Winger-Bearskin delves deeper into why AI-generated images sometimes look like the stuff of nightmares.

An infamous example is the bizarre “puppy-slug” generated by Google’s DeepDream AI in 2015. A text prompt for images of dogs and the application of “dogness” to images that did not contain dogs resulted in images that are so far from puppified as to be “repulsive.” Yet DeepDream’s convolutional neural networks was trained to recognize dogs by being fed millions of pictures of dogs. So what happened?

“Many people assumed that a computer’s imagination, if you could call it that, would be precise, literal, and maybe even a little bit boring,” she says. “We were not expecting to see such vivid hallucinations and organic-seeming shapes.

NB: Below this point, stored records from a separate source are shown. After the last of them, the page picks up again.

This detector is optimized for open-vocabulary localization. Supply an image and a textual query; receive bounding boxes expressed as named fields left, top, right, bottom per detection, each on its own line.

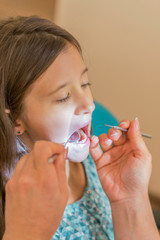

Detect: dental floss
left=104, top=124, right=152, bottom=138
left=48, top=132, right=81, bottom=163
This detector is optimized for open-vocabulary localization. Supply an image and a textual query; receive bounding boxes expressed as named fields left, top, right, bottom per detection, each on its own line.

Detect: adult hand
left=90, top=119, right=151, bottom=203
left=4, top=141, right=68, bottom=240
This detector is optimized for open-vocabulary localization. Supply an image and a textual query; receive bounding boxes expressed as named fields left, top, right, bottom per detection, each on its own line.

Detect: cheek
left=24, top=104, right=73, bottom=143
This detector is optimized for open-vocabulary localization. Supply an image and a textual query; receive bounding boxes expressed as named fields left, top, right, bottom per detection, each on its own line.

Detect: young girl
left=0, top=17, right=159, bottom=240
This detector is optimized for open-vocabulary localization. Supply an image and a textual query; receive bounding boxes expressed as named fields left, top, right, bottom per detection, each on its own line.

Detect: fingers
left=90, top=136, right=103, bottom=162
left=127, top=118, right=147, bottom=150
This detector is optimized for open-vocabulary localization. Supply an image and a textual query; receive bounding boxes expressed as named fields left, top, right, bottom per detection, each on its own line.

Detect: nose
left=75, top=94, right=95, bottom=115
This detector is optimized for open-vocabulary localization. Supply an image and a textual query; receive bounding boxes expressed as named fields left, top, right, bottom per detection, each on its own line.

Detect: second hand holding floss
left=104, top=124, right=152, bottom=138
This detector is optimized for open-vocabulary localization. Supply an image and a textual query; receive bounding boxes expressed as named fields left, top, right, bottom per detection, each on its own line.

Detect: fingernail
left=91, top=136, right=99, bottom=147
left=103, top=138, right=113, bottom=146
left=119, top=121, right=126, bottom=126
left=48, top=154, right=58, bottom=163
left=110, top=132, right=120, bottom=140
left=135, top=117, right=140, bottom=130
left=64, top=147, right=68, bottom=159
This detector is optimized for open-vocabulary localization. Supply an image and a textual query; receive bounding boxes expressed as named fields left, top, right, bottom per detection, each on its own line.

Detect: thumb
left=127, top=117, right=145, bottom=149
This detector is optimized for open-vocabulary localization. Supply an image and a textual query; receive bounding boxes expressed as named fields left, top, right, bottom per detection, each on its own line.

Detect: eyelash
left=57, top=82, right=91, bottom=103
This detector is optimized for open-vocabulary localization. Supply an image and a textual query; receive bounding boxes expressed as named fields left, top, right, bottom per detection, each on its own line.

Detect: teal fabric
left=52, top=101, right=118, bottom=240
left=92, top=101, right=118, bottom=136
left=52, top=155, right=114, bottom=240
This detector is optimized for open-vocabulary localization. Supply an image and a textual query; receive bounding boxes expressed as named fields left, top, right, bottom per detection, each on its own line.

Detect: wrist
left=111, top=193, right=159, bottom=240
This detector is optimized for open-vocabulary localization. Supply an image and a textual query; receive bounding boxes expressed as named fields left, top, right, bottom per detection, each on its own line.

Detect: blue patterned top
left=52, top=155, right=114, bottom=240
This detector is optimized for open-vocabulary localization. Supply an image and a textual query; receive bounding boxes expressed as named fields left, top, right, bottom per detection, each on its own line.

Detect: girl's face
left=20, top=45, right=94, bottom=162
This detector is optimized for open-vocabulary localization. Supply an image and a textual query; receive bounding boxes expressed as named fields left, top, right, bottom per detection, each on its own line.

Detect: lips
left=69, top=122, right=90, bottom=143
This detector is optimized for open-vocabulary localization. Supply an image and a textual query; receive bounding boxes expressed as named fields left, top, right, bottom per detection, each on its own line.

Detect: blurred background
left=0, top=0, right=160, bottom=207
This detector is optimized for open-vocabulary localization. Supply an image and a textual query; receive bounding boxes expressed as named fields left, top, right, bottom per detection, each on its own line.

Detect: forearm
left=111, top=194, right=160, bottom=240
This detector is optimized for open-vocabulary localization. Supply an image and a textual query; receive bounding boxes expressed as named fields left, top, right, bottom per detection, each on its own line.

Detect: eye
left=56, top=93, right=70, bottom=103
left=81, top=82, right=91, bottom=88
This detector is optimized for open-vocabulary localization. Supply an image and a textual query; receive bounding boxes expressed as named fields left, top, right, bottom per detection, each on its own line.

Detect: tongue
left=69, top=131, right=80, bottom=142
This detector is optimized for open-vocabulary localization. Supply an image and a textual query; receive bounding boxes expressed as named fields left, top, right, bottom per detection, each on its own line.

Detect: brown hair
left=0, top=16, right=81, bottom=239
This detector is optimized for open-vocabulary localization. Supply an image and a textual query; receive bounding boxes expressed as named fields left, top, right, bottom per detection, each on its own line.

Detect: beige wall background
left=54, top=0, right=160, bottom=196
left=0, top=0, right=160, bottom=197
left=0, top=0, right=55, bottom=20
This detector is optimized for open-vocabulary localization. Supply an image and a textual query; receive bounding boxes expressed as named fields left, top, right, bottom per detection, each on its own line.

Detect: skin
left=3, top=46, right=159, bottom=240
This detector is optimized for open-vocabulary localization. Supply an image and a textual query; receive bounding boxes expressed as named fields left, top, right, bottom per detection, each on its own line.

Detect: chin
left=68, top=146, right=89, bottom=162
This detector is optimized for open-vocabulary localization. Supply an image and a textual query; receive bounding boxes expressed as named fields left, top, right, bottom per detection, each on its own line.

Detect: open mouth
left=69, top=124, right=90, bottom=143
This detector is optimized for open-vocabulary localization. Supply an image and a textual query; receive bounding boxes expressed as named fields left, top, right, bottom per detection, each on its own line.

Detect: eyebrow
left=48, top=67, right=88, bottom=96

“The reason some of these images look so frightening is [that] these models don’t actually ‘know’ anything. These images are products of computationally advanced algorithms and calculators that can track and compare pixel values. They’re able to spot and reproduce trends from their training data, but they aren’t equipped to make sense of what they’re given.”

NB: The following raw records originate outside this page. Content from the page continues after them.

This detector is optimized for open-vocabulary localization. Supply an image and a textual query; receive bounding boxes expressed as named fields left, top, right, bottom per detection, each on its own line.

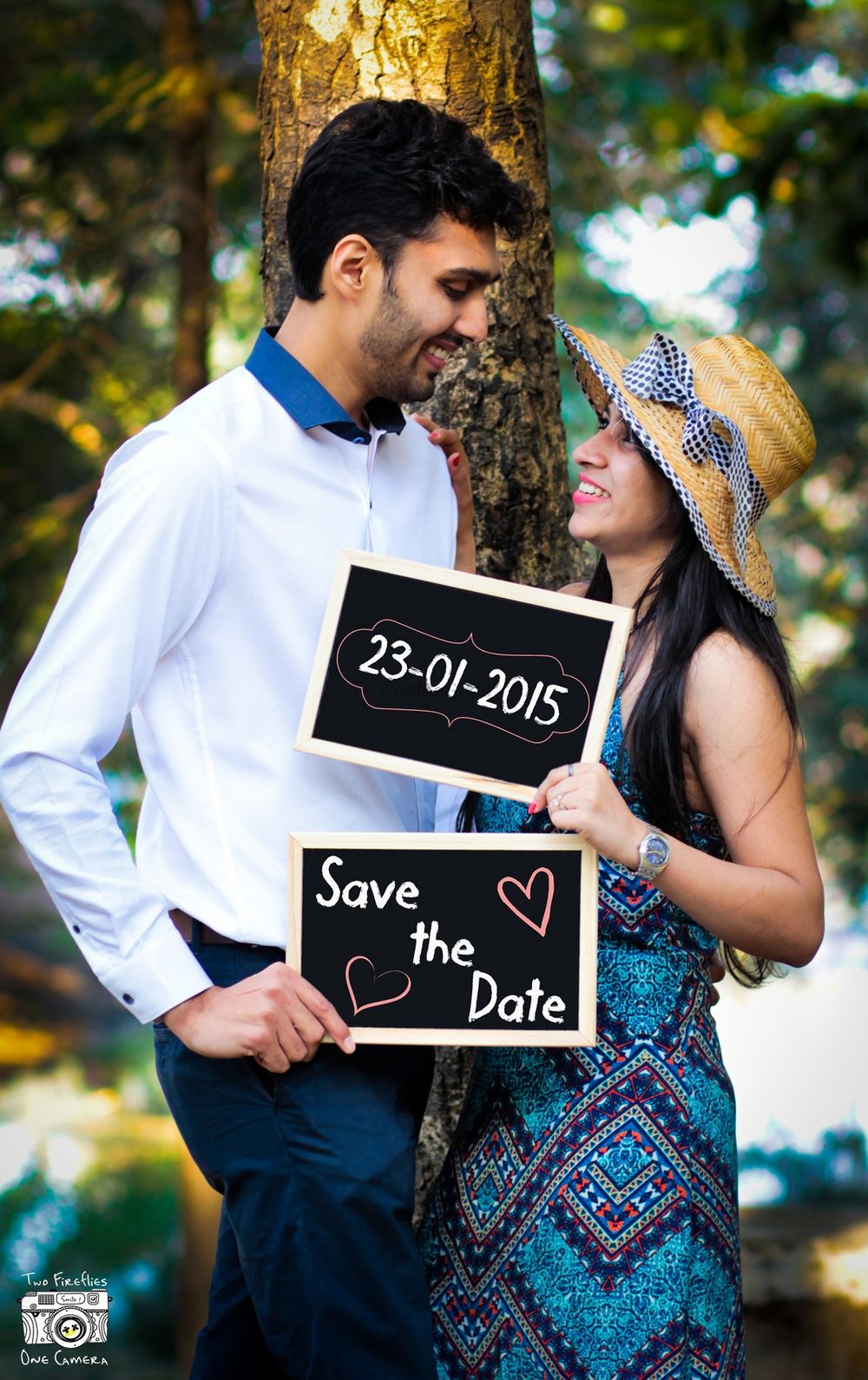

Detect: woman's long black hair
left=458, top=450, right=798, bottom=987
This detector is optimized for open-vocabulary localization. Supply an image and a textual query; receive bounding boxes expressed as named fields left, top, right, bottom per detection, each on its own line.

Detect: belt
left=168, top=910, right=251, bottom=948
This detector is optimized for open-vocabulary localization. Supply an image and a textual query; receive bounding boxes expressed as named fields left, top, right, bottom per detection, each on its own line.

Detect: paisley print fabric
left=421, top=699, right=744, bottom=1380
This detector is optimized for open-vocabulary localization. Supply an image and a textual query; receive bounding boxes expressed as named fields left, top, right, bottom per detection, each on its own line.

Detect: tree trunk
left=257, top=0, right=577, bottom=1199
left=163, top=0, right=214, bottom=402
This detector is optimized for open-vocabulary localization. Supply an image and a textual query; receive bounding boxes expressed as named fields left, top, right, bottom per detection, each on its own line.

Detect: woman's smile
left=573, top=475, right=610, bottom=507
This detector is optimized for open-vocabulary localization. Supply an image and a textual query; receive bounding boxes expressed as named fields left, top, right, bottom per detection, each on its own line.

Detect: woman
left=422, top=321, right=823, bottom=1380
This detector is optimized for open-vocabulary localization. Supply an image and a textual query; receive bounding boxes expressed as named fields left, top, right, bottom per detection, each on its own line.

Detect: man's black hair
left=287, top=101, right=533, bottom=302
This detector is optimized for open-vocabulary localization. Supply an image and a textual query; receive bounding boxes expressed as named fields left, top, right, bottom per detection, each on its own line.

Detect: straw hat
left=552, top=316, right=817, bottom=617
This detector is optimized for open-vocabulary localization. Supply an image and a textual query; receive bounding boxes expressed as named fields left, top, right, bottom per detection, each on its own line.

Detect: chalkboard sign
left=287, top=833, right=597, bottom=1045
left=295, top=552, right=632, bottom=800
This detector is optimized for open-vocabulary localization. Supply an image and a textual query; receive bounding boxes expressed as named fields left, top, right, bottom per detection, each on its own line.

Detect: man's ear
left=326, top=234, right=382, bottom=302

You could be forgiven for thinking otherwise, especially given the impressive results that have been generated recently with OpenAI’s Dall-E.

But when interpreting these Dall-E pieces as art, it’s helpful to keep the old Arthur C. Clarke adage in mind: “Any sufficiently advanced technology is indistinguishable from magic.”

The magic of Dall-E involves a tremendous amount of mathematics, computer science, processing power, and countless hours of work from the researchers that produced it. But the imagery produced by it and other AIs should give us a clue as to what is going on under the hood.

As Winger-Bearskin explains, Dall-E, and tools like it, work by matching words and phrases to vast stores of image data, which are then used to train generative models. The process of matching text input to the correct images requires that someone make decisions about how to sort and define the images.

The people who make these decisions are the untold millions of low-wage data entry professionals around the world, content creators optimizing images for SEO, and anyone who has ever used a Captcha to access a website. That would include you.

“Like the artisans who worked on the great cathedrals of the middle ages, these people could live and die without ever receiving credit for their work, even though the project would literally not exist without their contributions.”

She goes on to conclude that images generated in this manner are “less like paintings than they are like mirrors, reflecting our own views and values back to us, albeit through a very elaborate prism.”

For this reason, we need to be wary when we look at these pictures of the limits and prejudices contained that these models show.